Sie behandelt Leben also nicht allein in seiner binären Opposition zu "Tod", sondern impliziert, daß nicht jedes Leben erhalten werden müsse bzw. gar nicht erhalten werden dürfe. Als Grenzlinie fungiert die Kategorie des "humanen" Lebens, die sie nicht definiert, sondern dessen Extension sie anhand von Beispielen umreißt: Ein nicht humanes Leben kann demnach zum Beispiel eines sein, bei dem Menschen "an Schläuche und Beutel angeschlossen" existieren. Diesen Zustand zu verlängern, so legt ihre Argumentation nahe, bedeutet gerade nicht, Gutes zu tun, sondern Leiden zu bereiten. 63 Als noch offene Frage erwähnt sie dabei, daß es etwas anderes sei, ob man vitale Entscheidungen für sich selbst oder für jemand anders treffen muß. Sie verweist so indirekt auf den kategorialen Unterschied zwischen individuellen und interindividuellen Handlungen.

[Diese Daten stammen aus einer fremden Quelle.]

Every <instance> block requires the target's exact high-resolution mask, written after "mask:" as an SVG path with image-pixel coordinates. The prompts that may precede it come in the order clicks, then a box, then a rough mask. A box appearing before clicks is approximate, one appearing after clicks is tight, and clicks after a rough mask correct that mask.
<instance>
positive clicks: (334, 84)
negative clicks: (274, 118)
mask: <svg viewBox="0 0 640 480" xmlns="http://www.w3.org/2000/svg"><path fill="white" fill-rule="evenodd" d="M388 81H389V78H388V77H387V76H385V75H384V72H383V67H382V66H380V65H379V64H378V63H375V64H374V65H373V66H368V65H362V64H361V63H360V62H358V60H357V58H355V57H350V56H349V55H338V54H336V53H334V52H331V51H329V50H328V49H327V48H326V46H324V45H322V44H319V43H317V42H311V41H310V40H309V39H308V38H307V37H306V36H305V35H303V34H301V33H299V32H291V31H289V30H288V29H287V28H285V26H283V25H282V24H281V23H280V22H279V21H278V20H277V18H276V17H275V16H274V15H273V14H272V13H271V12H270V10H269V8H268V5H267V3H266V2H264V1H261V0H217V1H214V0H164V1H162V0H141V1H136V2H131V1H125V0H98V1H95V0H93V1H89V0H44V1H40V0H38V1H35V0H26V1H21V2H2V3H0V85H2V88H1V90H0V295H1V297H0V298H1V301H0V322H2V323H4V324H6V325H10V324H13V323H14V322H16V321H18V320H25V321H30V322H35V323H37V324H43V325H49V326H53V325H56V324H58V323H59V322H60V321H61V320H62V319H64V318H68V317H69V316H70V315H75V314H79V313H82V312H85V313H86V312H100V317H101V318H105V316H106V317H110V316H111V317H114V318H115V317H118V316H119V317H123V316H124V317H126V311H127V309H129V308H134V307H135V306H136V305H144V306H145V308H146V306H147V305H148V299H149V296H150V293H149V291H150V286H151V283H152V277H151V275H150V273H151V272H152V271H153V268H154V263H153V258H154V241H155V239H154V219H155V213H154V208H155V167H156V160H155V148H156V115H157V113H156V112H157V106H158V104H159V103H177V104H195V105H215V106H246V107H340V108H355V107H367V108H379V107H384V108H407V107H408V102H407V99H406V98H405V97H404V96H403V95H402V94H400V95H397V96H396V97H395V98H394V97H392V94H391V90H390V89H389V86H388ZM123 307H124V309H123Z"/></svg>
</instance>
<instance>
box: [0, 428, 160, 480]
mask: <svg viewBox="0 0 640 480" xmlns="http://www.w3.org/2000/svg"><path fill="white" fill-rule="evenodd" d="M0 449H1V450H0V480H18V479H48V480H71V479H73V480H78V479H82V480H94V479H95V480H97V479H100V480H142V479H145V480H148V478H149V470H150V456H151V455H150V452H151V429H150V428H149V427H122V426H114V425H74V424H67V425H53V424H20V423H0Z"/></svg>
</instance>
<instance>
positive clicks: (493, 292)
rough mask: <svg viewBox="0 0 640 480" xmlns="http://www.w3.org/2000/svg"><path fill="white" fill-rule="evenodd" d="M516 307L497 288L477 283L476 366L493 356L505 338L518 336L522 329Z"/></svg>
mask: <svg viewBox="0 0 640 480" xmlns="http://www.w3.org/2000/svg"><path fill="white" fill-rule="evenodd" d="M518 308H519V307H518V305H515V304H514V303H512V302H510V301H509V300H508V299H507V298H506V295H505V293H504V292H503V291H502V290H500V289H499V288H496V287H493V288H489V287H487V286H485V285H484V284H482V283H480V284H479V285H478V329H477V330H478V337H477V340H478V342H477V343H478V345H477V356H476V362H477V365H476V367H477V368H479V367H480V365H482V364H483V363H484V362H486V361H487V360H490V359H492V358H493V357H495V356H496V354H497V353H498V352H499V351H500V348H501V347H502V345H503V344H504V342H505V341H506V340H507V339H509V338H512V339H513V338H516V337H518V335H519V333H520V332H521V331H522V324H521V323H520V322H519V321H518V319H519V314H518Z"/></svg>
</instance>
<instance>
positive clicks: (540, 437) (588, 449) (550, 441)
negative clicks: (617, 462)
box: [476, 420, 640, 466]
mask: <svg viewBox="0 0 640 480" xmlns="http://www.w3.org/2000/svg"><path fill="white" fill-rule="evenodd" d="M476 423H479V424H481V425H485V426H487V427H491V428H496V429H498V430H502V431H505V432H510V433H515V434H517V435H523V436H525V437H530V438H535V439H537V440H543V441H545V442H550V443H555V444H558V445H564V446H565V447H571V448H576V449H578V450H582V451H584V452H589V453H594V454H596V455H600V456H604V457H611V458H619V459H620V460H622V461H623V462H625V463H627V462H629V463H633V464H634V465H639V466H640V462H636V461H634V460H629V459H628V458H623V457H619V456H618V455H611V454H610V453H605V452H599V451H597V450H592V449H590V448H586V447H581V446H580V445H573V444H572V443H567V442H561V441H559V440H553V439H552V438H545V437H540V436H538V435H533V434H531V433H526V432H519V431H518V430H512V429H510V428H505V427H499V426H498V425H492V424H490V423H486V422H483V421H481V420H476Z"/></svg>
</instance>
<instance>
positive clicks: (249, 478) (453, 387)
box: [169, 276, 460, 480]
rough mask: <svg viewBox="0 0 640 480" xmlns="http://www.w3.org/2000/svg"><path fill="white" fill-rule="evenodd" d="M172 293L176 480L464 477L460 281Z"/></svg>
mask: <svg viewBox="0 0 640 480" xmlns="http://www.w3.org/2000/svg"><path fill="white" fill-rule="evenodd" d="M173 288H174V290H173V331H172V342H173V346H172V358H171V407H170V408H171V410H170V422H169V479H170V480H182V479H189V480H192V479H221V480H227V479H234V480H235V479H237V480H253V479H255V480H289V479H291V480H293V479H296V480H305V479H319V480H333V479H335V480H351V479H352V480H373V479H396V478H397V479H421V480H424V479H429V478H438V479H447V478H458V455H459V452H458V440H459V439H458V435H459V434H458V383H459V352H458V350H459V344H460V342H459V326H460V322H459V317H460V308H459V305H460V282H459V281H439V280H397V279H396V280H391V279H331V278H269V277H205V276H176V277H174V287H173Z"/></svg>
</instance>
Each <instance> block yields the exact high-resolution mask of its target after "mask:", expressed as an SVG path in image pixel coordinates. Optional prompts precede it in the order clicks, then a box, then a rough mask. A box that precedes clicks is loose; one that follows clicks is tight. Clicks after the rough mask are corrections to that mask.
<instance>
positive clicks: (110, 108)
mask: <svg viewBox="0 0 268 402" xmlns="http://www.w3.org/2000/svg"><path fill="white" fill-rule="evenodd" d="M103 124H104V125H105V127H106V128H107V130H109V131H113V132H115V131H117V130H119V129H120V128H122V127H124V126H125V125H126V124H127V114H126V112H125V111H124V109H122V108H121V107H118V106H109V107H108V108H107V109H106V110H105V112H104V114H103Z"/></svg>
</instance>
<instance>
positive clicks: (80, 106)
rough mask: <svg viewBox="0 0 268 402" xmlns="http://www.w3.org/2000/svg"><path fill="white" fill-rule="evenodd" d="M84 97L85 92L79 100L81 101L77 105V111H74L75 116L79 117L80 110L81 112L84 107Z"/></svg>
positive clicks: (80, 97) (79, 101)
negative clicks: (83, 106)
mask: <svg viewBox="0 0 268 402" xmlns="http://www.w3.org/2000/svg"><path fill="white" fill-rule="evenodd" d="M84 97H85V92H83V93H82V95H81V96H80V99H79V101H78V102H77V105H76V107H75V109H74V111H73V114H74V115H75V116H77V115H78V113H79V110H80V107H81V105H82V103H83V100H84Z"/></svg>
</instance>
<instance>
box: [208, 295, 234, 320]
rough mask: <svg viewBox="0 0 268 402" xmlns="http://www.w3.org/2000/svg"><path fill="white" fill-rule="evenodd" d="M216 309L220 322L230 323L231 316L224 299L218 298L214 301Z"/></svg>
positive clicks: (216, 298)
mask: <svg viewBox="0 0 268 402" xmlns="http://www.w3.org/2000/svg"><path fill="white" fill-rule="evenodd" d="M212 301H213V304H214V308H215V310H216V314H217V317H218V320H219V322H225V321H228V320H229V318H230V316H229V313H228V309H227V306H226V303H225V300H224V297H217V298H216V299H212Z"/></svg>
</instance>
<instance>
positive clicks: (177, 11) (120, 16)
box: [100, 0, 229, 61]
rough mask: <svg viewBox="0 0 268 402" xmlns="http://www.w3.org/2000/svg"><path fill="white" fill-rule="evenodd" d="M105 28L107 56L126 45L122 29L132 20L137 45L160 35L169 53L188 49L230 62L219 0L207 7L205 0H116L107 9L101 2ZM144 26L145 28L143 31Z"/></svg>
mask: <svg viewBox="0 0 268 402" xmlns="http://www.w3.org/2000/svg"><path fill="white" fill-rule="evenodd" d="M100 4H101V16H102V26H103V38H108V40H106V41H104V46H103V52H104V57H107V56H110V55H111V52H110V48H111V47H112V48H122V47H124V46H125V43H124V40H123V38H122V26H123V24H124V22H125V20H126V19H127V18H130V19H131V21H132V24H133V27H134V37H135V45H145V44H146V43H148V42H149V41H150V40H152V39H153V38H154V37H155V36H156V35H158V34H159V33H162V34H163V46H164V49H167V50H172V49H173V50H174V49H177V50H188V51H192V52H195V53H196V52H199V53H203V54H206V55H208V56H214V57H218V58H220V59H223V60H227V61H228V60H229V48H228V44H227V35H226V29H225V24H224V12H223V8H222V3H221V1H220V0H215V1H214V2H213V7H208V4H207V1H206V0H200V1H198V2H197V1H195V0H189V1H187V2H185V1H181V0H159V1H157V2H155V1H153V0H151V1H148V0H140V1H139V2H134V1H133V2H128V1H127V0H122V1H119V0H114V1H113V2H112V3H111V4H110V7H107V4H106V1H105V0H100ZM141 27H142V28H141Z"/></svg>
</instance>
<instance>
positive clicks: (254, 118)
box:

Dem Brief ist damit der Hinweis darauf immanent, daß das Thema "Bluttransfusion" nicht notwendig mit der Gegenüberstellung von "ZJ" und "Normalen" gleichgesetzt werden muß. Eine alternative Kategorisierung der möglichen Streitparteien (z.B. "Vertreter einer humanen und reflektierten Medizin" versus "Anhänger einer inhumanen, unreflektierten Medizin") wird hier nicht explizit vorgeschlagen, performativ aber verwendet. Damit stellt das Schreiben ein bestimmtes Potential im Hinblick auf mögliche Folgetexte und damit die Streitentwicklung dar: Die Perspektive auf den Konflikt wird erweitert. Dies kann nun zum einen als Ablenken vom "eigentlichen" Streit - dem Konflikt um die ZJ als Glaubensgemeinschaft - bewertet werden, zum anderen aber auch als Relativierung und "Geraderücken" der Bewertungsperspektive, da die ZJ hier in selbstverständlicher Weise mit anderen Gruppen gleichgesetzt werden. Anders als in einigen Briefen zur Sendung "Wessis kotzen mich an", 64 wird diese alternative Sichtweise auf den Konflikt jedoch nicht explizit als solche vorgeschlagen, sondern indirekt eingebracht, indem sie angewendet wird.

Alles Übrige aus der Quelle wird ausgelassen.